Jing picked up the Chett poppet and flipped it over a few times in her hands. “He’s fucking small. Where do we draw the circle?”

“Around his neck,” I breathed. I reached for another slice of pizza. The cheese was approaching room temperature, but the litany of mismatched toppings smelled bizarrely delicious. I sank my teeth in and tried to steel my nerves. Chew. Swallow. Take comfort in the fact that it tastes fantastic. “If you draw it around the doll’s neck, then everything we draw on the body is technically inside of the circle. There isn’t enough room on his chest to draw a decent circle, even if we crammed our writing as small as we could.”

“Cool,” said Jing. She passed the Sharpie from Daisy to Yates.

Yates, looking pensive, uncapped the pen. Pop goes the toxic Sharpie smell. Nausea lurched in my gut. Yates drew a skinny black ring around his neck. It resembled a nineties choker. She shook her head and put him down, pulled her knees to her chest. “Someone else write first.”

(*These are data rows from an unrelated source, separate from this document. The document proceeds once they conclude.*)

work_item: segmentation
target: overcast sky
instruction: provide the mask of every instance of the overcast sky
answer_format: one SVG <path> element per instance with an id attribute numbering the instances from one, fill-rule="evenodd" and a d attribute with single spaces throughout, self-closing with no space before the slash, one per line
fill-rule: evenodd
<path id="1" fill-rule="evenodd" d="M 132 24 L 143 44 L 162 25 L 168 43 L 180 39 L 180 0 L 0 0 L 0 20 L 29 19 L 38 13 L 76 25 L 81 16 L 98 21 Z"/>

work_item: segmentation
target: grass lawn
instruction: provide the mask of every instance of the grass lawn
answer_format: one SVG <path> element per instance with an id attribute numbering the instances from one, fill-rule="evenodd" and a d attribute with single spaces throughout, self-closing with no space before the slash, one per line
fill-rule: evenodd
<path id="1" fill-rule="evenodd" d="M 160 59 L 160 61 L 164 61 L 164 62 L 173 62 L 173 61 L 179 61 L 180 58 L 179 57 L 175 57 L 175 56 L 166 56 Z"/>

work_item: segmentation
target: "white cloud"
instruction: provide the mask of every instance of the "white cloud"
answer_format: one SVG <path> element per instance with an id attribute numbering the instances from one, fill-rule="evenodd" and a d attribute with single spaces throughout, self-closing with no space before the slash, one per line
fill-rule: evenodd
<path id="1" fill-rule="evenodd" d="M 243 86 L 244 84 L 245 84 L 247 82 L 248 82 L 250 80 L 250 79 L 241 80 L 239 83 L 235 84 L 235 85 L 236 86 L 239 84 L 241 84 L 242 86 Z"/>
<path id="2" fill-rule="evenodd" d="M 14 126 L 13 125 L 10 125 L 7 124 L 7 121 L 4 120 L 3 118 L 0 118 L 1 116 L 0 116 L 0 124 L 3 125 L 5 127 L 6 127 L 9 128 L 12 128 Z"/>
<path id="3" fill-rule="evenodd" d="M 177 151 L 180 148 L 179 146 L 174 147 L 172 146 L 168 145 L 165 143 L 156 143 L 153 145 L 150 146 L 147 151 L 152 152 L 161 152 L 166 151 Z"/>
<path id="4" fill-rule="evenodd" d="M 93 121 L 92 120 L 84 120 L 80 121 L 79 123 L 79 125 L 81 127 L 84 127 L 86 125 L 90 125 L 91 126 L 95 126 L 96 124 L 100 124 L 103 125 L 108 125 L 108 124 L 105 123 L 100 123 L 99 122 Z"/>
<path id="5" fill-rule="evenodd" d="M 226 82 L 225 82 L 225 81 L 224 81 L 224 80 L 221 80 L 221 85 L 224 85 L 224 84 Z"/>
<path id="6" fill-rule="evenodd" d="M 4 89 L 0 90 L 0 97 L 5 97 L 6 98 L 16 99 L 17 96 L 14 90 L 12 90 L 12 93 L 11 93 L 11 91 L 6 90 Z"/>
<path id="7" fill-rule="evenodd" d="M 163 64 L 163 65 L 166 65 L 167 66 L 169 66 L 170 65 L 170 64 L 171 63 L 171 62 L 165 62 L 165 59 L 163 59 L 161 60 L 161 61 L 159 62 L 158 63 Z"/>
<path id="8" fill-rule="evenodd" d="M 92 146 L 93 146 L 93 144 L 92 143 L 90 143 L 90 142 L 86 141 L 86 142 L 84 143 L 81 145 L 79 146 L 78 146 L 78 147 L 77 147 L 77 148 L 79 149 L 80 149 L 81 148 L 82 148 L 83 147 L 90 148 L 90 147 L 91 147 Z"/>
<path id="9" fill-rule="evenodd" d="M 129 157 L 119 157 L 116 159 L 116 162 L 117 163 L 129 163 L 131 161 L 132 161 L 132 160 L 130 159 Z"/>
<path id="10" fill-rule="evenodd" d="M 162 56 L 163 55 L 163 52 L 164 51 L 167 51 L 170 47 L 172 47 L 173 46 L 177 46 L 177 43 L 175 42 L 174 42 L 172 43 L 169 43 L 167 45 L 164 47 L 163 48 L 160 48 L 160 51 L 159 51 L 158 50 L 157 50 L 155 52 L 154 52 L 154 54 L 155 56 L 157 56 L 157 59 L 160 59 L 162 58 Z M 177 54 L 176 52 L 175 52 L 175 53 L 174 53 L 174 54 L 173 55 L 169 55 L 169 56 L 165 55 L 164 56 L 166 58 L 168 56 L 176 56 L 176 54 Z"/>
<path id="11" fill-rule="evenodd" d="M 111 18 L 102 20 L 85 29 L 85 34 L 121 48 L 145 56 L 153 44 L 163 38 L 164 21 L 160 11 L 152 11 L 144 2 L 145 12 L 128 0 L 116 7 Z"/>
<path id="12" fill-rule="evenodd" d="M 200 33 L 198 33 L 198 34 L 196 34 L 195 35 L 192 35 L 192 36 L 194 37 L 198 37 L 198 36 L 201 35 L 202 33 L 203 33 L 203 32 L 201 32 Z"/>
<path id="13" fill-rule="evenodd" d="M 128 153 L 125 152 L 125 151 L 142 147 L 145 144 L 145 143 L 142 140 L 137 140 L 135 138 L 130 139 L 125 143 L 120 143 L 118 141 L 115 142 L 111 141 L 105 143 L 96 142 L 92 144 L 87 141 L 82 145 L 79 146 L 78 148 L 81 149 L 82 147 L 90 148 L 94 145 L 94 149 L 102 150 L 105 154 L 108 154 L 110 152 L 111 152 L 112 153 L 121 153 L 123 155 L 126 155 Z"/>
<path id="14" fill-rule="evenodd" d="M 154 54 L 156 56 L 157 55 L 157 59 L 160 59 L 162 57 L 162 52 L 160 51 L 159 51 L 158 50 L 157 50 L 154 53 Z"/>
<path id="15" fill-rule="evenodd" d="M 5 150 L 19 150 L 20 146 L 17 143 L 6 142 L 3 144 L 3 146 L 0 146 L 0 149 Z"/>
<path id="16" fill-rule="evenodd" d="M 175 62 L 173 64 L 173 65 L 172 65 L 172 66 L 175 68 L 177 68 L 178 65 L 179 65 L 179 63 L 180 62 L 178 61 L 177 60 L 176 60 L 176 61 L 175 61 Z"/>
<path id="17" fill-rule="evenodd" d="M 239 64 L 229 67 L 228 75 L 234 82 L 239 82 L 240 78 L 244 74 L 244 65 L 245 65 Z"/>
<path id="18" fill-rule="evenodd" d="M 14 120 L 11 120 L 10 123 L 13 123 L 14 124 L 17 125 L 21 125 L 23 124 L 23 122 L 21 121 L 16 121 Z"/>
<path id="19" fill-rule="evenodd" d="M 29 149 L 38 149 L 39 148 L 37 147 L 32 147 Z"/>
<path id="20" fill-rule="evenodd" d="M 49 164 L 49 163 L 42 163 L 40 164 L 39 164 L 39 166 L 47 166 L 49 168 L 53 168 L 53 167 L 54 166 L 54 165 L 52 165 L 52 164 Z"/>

“I’ll do the honors,” Daisy said. She gingerly plucked up the doll and the marker and laid them both innocently across her lap. She lofted the Sharpie, poised as Marie Antoinette with a teacup, and tattooed where the doll’s clavicle should be. “Thou Shalt Not Look at Girls with Nasty Intentions.” She took the Thou Shalt Not thing literally, I suppose. Works. She used hearts to dot her i’s. “If you do, you’ll go blind looking at them.”

Jing took the doll out of Daisy’s hands and flipped him over, poised the Sharpie between his plastic shoulder blades. “Thou Shalt Not Lay Hands on Unconsenting Girls. So much as an accidental brush in the hallway, and it’ll trigger more panic than a cavity kid at a dentist.”